Other than one single in 2016, Tiara P has only her debut album The Young and the Wreckless. A largely solo experience, Tiara P carries the album in a way usually reserved for seasoned veterans. Like King, there is a dynamic range to her skills that blends elements of R&B with hook-heavy hip-hop.

As one of the few women in Louisville hip-hop, Tiara P admits that, at times, it’s been a challenge.

“I recognize that I have to work even harder as a woman in this game,” she said. “There are a lot of guys that I feel like get more attention than they deserve, nationally or locally. But the femcees are overlooked or pitted against one another.

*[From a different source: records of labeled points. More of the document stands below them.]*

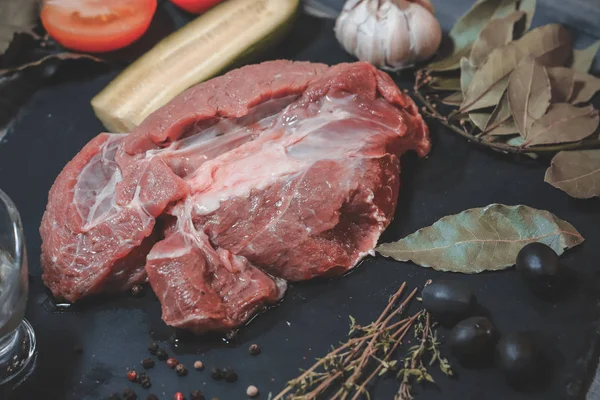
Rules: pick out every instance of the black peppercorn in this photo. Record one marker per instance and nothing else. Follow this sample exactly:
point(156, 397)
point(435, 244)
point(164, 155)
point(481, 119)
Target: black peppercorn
point(231, 335)
point(148, 363)
point(197, 395)
point(230, 375)
point(162, 354)
point(180, 370)
point(254, 349)
point(137, 290)
point(129, 394)
point(153, 348)
point(216, 374)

Many of the women in the city are pretty cool with each other. One thing I can say is I’d almost rather be ignored for being a woman in a man’s game than to be given special treatment for it, which is something I noticed happening in battle rap. I know I’m good regardless and I’d put my lyrical abilities up against anyone. I don’t wanna be seen as ‘nice, for a girl’ or whatever.”

For Tiara P, the LouiEvolve festival is about community and a connected experience through music.

“People don’t just wanna hear you, they wanna be able to feel like they’re a part of the music and a part of the show. But not to the point where they feel like they’re being forced to participate. The performer and the crowd feed off of each other.”